The Yukon government and First Nations are currently waiting for the results of a government appeal on the case.
If the government loses the appeal, the case could go to the Supreme Court of Canada.
However, while all this was going on, the Yukon Environmental and Socio-economic Assessment Board was recommending the second, similar agriculture application.
It was for land in the same area outside of Carmacks and even overlaps the very same trapline — trapline No.143, owned by elder Johnny Sam.
Little Salmon/Carmacks cannot support this project proposal primarily because of its location, the First Nation said in its assessment board submission.
The proposed farm would overlook the Dog Salmon Slough, which is an important wildlife habitat area.
Locals recognize the habitat as important for moose calving and its significance for spawning salmon and many other fish species.
Bears also use the slough heavily for fishing in the fall.
The Carmacks Renewable Resources Council had already identified the area as a potential habitat-protection area in the Carmacks Community-based Fish and Wildlife Plan.
The proponent has also identified that she may, in the future, pump water out of the main channel of the Yukon River for irrigation, the First Nation’s six-page submission continued.
This could endanger salmon coming into the slough to spawn, the fry and the habitat.
Sam felt the proposal would destroy a road he uses for trapping.
There has been too much disturbance of this area and agricultural leases within his concession already take up too much prime trapping area, he said.
A large section of Sam’s concession was burned in forest fires, leaving him with only the heavily timbered area along the Yukon River on the west side of the highway.
The agriculture applicant would be better off applying for land that is already burned to reduce impacts on other users of the area, the First Nation suggested.
First Nation representatives declined to comment on this story as it may affect the current court case.

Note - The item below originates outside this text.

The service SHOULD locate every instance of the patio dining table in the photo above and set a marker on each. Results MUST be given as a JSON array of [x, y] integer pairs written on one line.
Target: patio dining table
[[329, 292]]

The Selkirk First Nation is also vehemently opposed to the proposal.
Both First Nations expressed a desire to sit down with government to have a say on where they feel suitable areas available for agricultural development may be.
So far, this has not taken place.
Sarah Kruse, who is applying for the agricultural lease, originally applied for two adjoining 65-hectare parcels of land near McGregor creek, approximately 53 kilometres north of Carmacks.
This February, the assessment board recommended the application be allowed with several mitigating measures.
The parcels should be reconfigured to eliminate a lower bench area to provide a wildlife travel corridor.
This removed about 14 hectares from the proposal.
The assessment board also recommended that all attractants, such as kitchen waste and animal feed, be kept in bear-proof containers.
And the proponent should take extra care when constructing a sewage-disposal system.
The Yukon government accepted the recommendation with its conditions on March 10.
So far, the lease has not yet been awarded and is still pending.
After accepting the recommendations, the government met with Little Salmon/Carmacks First Nation to discuss it further.
That consultation will resume this fall.
This is the third time Kruse had applied for the two lots.
She withdrew an earlier application in 2006 to wait for a heritage assessment to be completed in the area.
Kruse’s contact number was at the nearby McCabe Creek Farm, which is owned by her parents Jerry and Kathy Kruse.
The woman who answered the phone said Sarah did not wish to comment on the application at this time.
“A lot of those issues that are involved in the Paulson case are kind of out of our area,” said assessment board spokesperson Rob Yeomans.
“We’re pretty focused and pretty specific on the scope of the project that’s being done.
“When we start getting into land title and aboriginal rights and title we leave that to the courts and governments.”